# Increase for Qualified Adult - FIS&JSA question



## yellow76 (5 Jan 2013)

I receive 106.40 per week JSA
My Husband earns 450 (net)  per week works full time

So our income is 556.40 per week. 

According to what I've read my husband may be entitled to FIS (we've 2 kids so under limit of 602euro)

I'm confused about the increase for qualified adult. 

Can anyone shine any light on this? Would I lose some of my JSA if we were to receive FIS? Would it be worth applying for?


----------



## an duin (6 Jan 2013)

it shouldnt affect your jsa,you would be 27euro better off per week.


----------



## yellow76 (6 Jan 2013)

Thank you for your reply an Dúin. 

I'm sorry, but I miscalculated weekly pay. The correct figures are:

Dh weekly pay is 486 (2106 per month)
My JSA 106.40


So 486 + 106.40 = 592.40 per week. 

It still comes under the limit of €602. 

Do you think we still might be eligible? Would my JSA be affected in this instance?


----------



## an duin (7 Jan 2013)

as your family income is under the 602euro required you are entitled to claim fis,you will receive 20 euro per week as it is the minimum payment.


----------



## an duin (7 Jan 2013)

your jsa wont be affected as fis is only a top up payment


----------



## yellow76 (7 Jan 2013)

Thanks but I thought I read somewhere that my increase for qualified adult would be affected??

Apologies for being so unclear, I'm not even sure what increase for qualified adult is..


----------



## an duin (10 Jan 2013)

that is your jsa payment,contact citizen info and they will explain all in 5 minutes


----------



## pudds (10 Jan 2013)

> *Who is a qualified adult?*
> 
> A qualified adult is someone you are married to or living with as husband and wife and who you are wholly or mainly maintaining.​ If your spouse or partner is earning €100.00 per week or  less you will get a full increase for a qualified adult. If their  earnings are between €100.01 and €310.00 gross per week, you will  receive a reduced rate of the increase for a qualified adult.​



http://www.welfare.ie/EN/Publicatio...tsforaqualifiedadultandqualifiedchildren.aspx


---


----------



## yellow76 (10 Jan 2013)

Thank you for replies. From what I read there, given my husbands wages (over 310euro)  I shouldn't be getting increase for QA, but it looks to me like I am? How can I check this? 

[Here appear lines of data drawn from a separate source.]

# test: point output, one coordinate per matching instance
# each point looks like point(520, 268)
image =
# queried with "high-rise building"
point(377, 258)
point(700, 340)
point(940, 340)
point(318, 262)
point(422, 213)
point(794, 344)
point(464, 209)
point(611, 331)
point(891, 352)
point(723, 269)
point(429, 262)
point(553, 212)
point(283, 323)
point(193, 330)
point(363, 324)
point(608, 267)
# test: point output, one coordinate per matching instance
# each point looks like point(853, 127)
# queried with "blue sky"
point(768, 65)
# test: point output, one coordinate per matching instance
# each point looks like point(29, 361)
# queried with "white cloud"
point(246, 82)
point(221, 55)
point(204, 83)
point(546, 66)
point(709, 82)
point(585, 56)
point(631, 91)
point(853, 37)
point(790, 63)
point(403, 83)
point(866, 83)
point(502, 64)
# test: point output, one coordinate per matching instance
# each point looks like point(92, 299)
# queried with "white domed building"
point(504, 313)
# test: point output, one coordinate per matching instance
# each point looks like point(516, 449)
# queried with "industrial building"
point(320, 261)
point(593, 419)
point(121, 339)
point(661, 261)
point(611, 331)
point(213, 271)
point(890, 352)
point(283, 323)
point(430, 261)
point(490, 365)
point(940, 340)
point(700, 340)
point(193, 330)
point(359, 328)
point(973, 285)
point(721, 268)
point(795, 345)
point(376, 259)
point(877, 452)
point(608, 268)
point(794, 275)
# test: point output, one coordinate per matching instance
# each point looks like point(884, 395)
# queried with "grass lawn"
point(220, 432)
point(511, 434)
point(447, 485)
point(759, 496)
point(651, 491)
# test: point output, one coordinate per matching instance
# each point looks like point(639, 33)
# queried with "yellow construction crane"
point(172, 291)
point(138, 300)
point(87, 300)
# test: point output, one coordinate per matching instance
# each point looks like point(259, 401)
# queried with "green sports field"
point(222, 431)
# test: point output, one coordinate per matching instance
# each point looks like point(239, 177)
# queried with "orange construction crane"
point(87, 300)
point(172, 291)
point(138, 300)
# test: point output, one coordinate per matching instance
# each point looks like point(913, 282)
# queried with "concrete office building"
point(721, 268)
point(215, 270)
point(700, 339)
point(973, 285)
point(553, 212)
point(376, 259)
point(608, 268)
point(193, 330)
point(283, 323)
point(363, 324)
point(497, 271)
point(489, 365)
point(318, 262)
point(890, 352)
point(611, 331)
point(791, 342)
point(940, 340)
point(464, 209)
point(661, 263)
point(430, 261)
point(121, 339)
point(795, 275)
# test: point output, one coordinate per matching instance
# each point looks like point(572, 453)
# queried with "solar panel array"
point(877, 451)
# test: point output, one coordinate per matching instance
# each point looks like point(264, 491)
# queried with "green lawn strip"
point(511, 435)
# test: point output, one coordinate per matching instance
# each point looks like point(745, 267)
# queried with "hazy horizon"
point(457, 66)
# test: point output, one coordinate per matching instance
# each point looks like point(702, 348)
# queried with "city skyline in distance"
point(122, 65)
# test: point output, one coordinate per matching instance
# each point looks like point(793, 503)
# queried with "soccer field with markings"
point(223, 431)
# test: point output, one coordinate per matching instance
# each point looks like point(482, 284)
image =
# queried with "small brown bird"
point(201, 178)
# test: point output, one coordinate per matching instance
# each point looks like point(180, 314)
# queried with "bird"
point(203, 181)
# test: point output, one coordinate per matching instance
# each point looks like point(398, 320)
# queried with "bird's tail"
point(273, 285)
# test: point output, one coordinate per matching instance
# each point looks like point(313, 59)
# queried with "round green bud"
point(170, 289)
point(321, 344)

Have I got this all wrong?


----------



## pudds (10 Jan 2013)

yellow76 said:


> Thank you for replies. From what I read there, given my husbands wages (over 310euro)  I shouldn't be getting increase for QA, but it looks to me like I am? How can I check this?
> 
> Have I got this all wrong?



you can check here.     CLAIM   FOR AN ADULT DEPENDANT (IQA)


----------



## yellow76 (10 Jan 2013)

I've read all of this and am still confused

Because I'm claiming Jobseekers benefit, and its means tested, does that mean I automatically can claim for qualified adult, even though my husband earns more than the 310euro a week?


----------



## pudds (10 Jan 2013)

yellow76 said:


> I receive 106.40 per week JSA
> My Husband earns 450 (net)  per week works full time
> 
> So our income is 556.40 per week.
> ...



Forget about Qualified Adult for your husband, he is not dependent on you.

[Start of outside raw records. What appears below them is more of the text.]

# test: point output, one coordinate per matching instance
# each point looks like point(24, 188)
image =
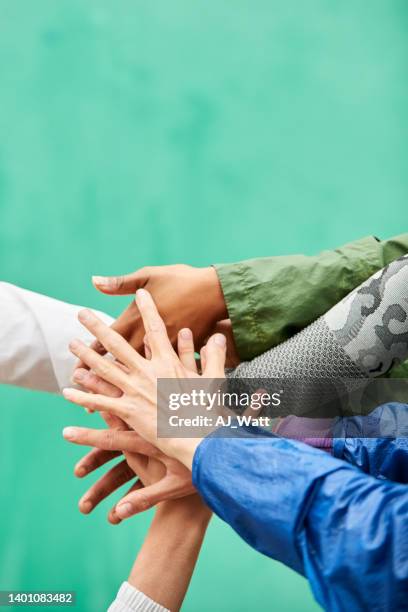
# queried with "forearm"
point(166, 561)
point(35, 331)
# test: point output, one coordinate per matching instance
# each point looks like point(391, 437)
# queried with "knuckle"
point(143, 502)
point(110, 439)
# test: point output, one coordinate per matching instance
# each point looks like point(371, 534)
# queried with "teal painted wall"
point(136, 133)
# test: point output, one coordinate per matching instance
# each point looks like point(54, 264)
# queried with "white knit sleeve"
point(129, 599)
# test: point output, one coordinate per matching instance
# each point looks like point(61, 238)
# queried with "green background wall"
point(136, 133)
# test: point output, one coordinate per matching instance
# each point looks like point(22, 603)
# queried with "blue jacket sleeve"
point(344, 530)
point(377, 443)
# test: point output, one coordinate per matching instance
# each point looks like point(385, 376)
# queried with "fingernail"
point(185, 333)
point(220, 340)
point(85, 315)
point(78, 376)
point(102, 281)
point(141, 296)
point(74, 344)
point(67, 393)
point(124, 510)
point(69, 433)
point(85, 506)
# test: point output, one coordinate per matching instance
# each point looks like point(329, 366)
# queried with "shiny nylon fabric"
point(343, 529)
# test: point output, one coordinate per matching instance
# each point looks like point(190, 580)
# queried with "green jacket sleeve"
point(270, 299)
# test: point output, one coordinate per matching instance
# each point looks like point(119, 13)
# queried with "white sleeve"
point(35, 331)
point(129, 599)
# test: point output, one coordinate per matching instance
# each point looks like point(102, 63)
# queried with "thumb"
point(121, 285)
point(215, 353)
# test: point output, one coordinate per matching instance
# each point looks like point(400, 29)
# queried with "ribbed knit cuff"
point(129, 599)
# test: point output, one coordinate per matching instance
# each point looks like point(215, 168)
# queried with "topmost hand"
point(185, 297)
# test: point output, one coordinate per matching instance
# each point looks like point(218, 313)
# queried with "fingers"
point(215, 352)
point(104, 368)
point(93, 460)
point(110, 339)
point(109, 482)
point(147, 497)
point(185, 349)
point(91, 382)
point(147, 350)
point(110, 440)
point(112, 516)
point(121, 285)
point(155, 329)
point(95, 401)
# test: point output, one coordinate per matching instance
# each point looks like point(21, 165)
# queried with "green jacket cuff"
point(270, 299)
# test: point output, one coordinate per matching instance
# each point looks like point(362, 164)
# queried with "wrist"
point(212, 294)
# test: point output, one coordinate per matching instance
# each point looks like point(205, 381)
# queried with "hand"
point(160, 477)
point(138, 378)
point(186, 296)
point(150, 467)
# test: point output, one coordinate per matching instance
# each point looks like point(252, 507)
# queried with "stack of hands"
point(124, 391)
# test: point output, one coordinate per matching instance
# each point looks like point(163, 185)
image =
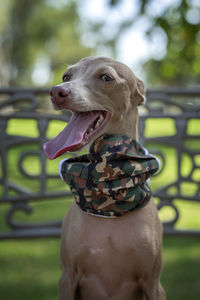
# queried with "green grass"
point(30, 269)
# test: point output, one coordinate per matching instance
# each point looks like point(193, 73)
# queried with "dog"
point(105, 258)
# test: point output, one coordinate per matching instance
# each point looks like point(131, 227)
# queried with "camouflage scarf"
point(111, 179)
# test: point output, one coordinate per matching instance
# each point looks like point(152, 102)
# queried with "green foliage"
point(181, 64)
point(178, 25)
point(40, 32)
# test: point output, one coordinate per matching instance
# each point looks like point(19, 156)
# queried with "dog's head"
point(103, 95)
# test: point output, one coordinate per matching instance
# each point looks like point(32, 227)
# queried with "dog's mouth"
point(78, 132)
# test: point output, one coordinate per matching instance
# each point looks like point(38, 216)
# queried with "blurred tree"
point(179, 26)
point(38, 38)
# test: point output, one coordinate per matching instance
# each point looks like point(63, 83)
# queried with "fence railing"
point(169, 126)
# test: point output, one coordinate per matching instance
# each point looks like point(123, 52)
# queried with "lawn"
point(30, 269)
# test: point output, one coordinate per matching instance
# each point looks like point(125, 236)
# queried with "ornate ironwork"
point(175, 142)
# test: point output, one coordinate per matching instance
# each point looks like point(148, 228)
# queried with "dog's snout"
point(59, 94)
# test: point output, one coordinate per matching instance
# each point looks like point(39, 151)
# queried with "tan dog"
point(105, 258)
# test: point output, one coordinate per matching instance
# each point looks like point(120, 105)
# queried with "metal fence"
point(175, 139)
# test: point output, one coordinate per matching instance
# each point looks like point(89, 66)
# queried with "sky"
point(133, 47)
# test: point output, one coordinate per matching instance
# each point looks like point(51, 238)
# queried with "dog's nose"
point(59, 94)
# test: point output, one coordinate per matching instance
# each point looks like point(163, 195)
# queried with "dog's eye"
point(66, 77)
point(105, 77)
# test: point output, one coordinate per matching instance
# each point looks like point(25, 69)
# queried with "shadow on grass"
point(30, 269)
point(181, 272)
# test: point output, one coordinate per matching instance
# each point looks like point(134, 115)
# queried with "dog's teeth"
point(100, 120)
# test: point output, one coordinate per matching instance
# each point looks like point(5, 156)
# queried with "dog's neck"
point(112, 179)
point(126, 125)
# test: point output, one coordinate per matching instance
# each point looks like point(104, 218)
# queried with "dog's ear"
point(140, 92)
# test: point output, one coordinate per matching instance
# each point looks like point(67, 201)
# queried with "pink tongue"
point(71, 136)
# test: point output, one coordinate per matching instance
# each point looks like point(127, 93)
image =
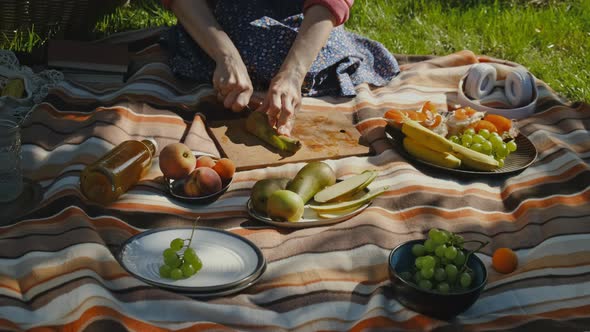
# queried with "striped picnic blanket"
point(58, 269)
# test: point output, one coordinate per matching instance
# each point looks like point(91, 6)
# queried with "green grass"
point(550, 37)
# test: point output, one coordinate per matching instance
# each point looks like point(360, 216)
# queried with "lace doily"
point(37, 85)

FIS is the way  to go.  Applying for FIS will not reduce your JSA but is designed to give you more if your entitled to it.


----------



## yellow76 (13 Jan 2013)

That's right. he's not dependant on me. He earns more than 310euro a week so why is my JSA calculated, giving me an increase for him?

Personal allowance 188
Increase for q.a.     124.80
increase for q.c x2  59.60 = 372.40 - 266 (Our means) = 106.40 my jsa. 

Is this correct? From what I'm reading I may not be entitled to claim increase for q.a  ( I didn't claim for him on the form, but this is what has come back from s.w)


----------



## gipimann (13 Jan 2013)

You're on Jobseeker's Allowance, not Jobseeker's Benefit.   The €310 earnings limit for QA increases applies to Jobseeker's Benefit only - i.e. if you were in receipt of Jobseeker's Benefit, you would not be entitled to a qualified adult increase due to your other half's earnings.

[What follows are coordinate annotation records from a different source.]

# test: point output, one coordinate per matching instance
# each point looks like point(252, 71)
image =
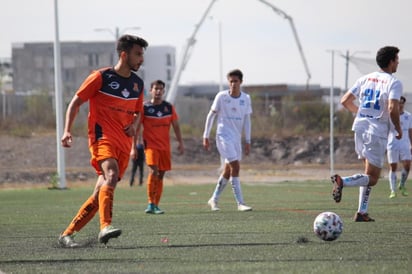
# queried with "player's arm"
point(131, 129)
point(178, 134)
point(208, 127)
point(248, 132)
point(71, 114)
point(136, 140)
point(394, 114)
point(348, 102)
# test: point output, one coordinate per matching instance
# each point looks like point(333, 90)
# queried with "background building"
point(33, 64)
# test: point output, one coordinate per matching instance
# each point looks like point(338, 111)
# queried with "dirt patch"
point(33, 161)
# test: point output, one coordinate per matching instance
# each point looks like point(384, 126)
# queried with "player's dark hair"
point(127, 41)
point(157, 82)
point(385, 55)
point(236, 72)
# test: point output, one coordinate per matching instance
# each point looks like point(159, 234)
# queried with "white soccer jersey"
point(231, 114)
point(404, 142)
point(374, 91)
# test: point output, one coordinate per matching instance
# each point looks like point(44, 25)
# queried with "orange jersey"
point(113, 101)
point(157, 120)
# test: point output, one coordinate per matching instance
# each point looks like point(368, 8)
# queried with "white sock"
point(364, 194)
point(220, 186)
point(237, 190)
point(392, 180)
point(404, 177)
point(356, 180)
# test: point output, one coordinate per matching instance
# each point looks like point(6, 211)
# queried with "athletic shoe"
point(107, 233)
point(213, 205)
point(157, 210)
point(362, 217)
point(337, 187)
point(244, 208)
point(67, 241)
point(403, 191)
point(149, 209)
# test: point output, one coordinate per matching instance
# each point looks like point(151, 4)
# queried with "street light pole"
point(219, 24)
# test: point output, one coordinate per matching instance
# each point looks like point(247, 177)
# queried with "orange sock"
point(159, 191)
point(151, 188)
point(105, 205)
point(85, 214)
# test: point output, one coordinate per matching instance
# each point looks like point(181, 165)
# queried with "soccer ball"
point(328, 226)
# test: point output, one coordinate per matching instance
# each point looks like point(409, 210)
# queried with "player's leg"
point(373, 165)
point(141, 160)
point(135, 163)
point(404, 176)
point(393, 158)
point(112, 174)
point(158, 192)
point(86, 212)
point(220, 186)
point(152, 161)
point(392, 179)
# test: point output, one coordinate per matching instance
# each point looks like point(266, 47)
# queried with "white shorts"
point(229, 150)
point(398, 155)
point(371, 148)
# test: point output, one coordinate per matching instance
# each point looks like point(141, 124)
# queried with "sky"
point(255, 39)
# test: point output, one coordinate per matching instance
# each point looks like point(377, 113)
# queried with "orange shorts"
point(159, 158)
point(101, 150)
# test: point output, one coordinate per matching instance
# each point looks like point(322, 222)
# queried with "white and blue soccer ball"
point(328, 226)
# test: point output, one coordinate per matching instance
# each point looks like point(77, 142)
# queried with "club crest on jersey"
point(125, 93)
point(114, 85)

The method of calculating entitlement for Jobseekers Allowance is different:

Means from employment are deducted from the full family rate (including QA and QC - child increases) to determine the rate of payment.

More information can be found here:
http://www.citizensinformation.ie/e...e_payments/work_and_jobseekers_allowance.html


----------



## yellow76 (14 Jan 2013)

Phew. Thanks Gipimann. That's sorted. 

Thank you so much everyone


----------